Should we listen to our inner critic?

‘A self-flagellating inner homunculus is not going to help anybody become a better person’

The Shrink

If you were to pay attention to every available self-help book and therapy workshop, you would be justified in concluding that we are experiencing a plague of self-criticism. Here are just some of the titles I’ve recently come across: Embracing your Inner Critic, Master your Inner Critic, Self-therapy for your Inner Critic, Beyond the Inner Critic, Coping with Your Inner Critic, Disarming your Inner Critic.

At the same time, data from social psychology studies suggest that many of us are deluded and not nearly self-critical enough. For instance, we overemphasise other people’s responsibility for their behaviour, ignoring the extenuating power of circumstances. But when it comes to explaining our own actions we tend to take too much personal credit for our successes and blame external factors for our failures. Most of us believe that we have above-average abilities (a statistical impossibility). It seems that the majority of people suffer from at least some form of self-serving bias.

How can we be so self-critical and yet so gullible? Perhaps the explanation is that we oscillate between two different types of self-criticism, failing to distinguish properly between them. One type is hostility towards oneself, the opposite of which is kindness to self; another kind is an unflinching objectivity about who we are, the opposite of which is self-delusion.
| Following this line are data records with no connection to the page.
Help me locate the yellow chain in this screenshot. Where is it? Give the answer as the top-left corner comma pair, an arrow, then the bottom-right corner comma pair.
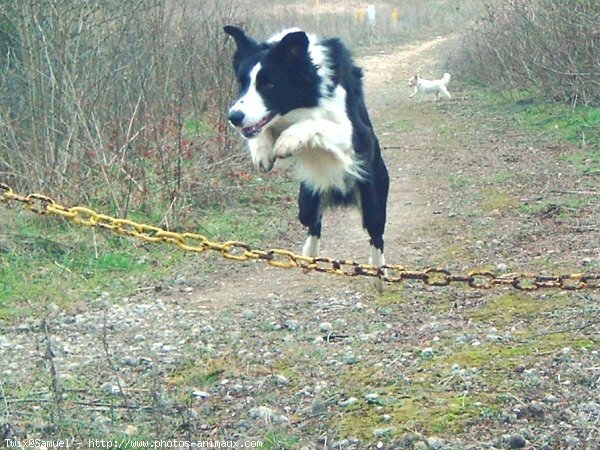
0,183 -> 600,291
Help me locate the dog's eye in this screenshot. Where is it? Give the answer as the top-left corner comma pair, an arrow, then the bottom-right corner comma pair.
256,73 -> 275,91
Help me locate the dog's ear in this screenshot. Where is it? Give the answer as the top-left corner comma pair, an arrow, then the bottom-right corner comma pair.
277,31 -> 308,61
223,25 -> 258,52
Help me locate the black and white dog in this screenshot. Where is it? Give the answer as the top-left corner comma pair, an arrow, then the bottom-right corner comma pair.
224,26 -> 389,290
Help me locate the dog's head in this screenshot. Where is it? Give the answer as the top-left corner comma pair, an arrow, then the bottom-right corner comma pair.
224,26 -> 320,139
408,72 -> 419,87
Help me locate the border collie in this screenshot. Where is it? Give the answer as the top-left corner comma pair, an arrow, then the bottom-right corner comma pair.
408,72 -> 450,102
224,26 -> 389,291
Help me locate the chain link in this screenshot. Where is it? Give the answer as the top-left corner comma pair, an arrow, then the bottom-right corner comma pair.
0,183 -> 600,291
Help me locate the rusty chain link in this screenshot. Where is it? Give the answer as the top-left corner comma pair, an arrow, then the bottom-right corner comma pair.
0,183 -> 600,291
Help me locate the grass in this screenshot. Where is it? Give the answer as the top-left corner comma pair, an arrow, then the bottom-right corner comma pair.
473,90 -> 600,153
0,171 -> 295,319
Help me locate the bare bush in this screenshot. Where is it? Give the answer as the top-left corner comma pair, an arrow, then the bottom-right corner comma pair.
0,0 -> 237,221
453,0 -> 600,105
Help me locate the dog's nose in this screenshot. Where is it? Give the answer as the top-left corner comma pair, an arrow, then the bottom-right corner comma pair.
229,109 -> 244,127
The two are quite separate: it is after all possible to be extremely harsh towards oneself while not being at all objective in one’s appraisals, and, conversely, very objective and not at all harsh. Self-criticism in the hostile sense is not conducive to self-improvement. A self-flagellating inner homunculus is not going to help anybody become a better person. Instead our aim should be a marriage of objectivity and self-compassion.

A useful distinction in this respect is offered by psychologist Paul Gilbert: compassionate self-correction is a desire to improve, while shame-based self-attacking is a desire to punish. We should listen to our inner critic only if we have nurtured a kindly and rational inner voice.

The Sage

Philosophy is often accused of being excessively rational, dismissing emotion as irrelevant at best and a harmful distraction at worst. Such charges usually put me on the defensive, but when it comes to self-criticism, philosophy’s alleged vice turns out to be its greatest virtue.
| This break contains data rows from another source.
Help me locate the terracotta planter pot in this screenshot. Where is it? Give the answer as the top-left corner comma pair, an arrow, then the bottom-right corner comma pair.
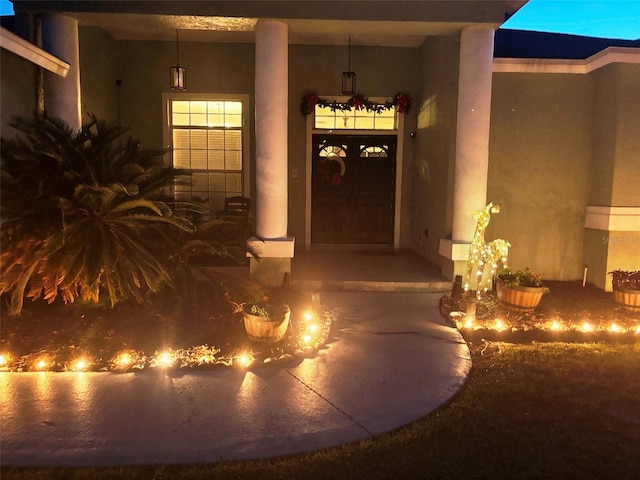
613,288 -> 640,310
496,279 -> 549,311
242,303 -> 291,343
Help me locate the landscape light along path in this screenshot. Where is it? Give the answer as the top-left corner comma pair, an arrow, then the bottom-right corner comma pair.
0,292 -> 471,466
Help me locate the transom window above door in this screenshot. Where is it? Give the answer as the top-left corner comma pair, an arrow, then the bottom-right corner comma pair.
166,94 -> 249,211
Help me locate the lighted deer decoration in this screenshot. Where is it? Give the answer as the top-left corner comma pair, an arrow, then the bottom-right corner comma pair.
464,202 -> 511,300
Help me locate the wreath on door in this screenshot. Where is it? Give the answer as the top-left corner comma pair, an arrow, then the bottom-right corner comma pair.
318,154 -> 347,187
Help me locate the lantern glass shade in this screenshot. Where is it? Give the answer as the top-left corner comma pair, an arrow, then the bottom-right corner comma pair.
170,65 -> 187,90
342,72 -> 356,95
Most of us want to believe what is true rather than what is false. We want to have an accurate picture of the world, not one distorted by wishful thinking, ignorance or prejudice. Yet, if we are honest, most of our beliefs are based on scanty information, hearsay or received opinion. Of course they are: life is literally too short to examine rigorously the bases of all our beliefs.

So if we really want our beliefs to be sound, we have to be alert to the ways in which they might be false. We have to nurture an acute inner critic, one which is able to detect evidence that contradicts what we currently think. This is what the discipline of philosophy fosters above all else.

This critic works best, however, when it is as impersonal and emotion-free as possible. The more people identify a belief as their own, the less willing they are to consider objectively any evidence that contradicts it. It no longer becomes a simple question of whether something is true or false, it becomes about your willingness to give up something of which you feel ownership.

Similarly, if you think too much about whether you are a good or a bad person, it can become harder to consider whether an action is the right or wrong thing to do. Changing our minds may imply judging our past actions harshly, which can easily lead to defence mechanisms kicking in to try to convince us we were right all along.

That’s why the best philosophical inner critic is neither nice nor nasty, neither gentle nor harsh. In fact, it’s a critic that has nothing to do with you as a person at all. It’s all about the beliefs. If that sounds coldly objective, that’s because it is, and all the better for it.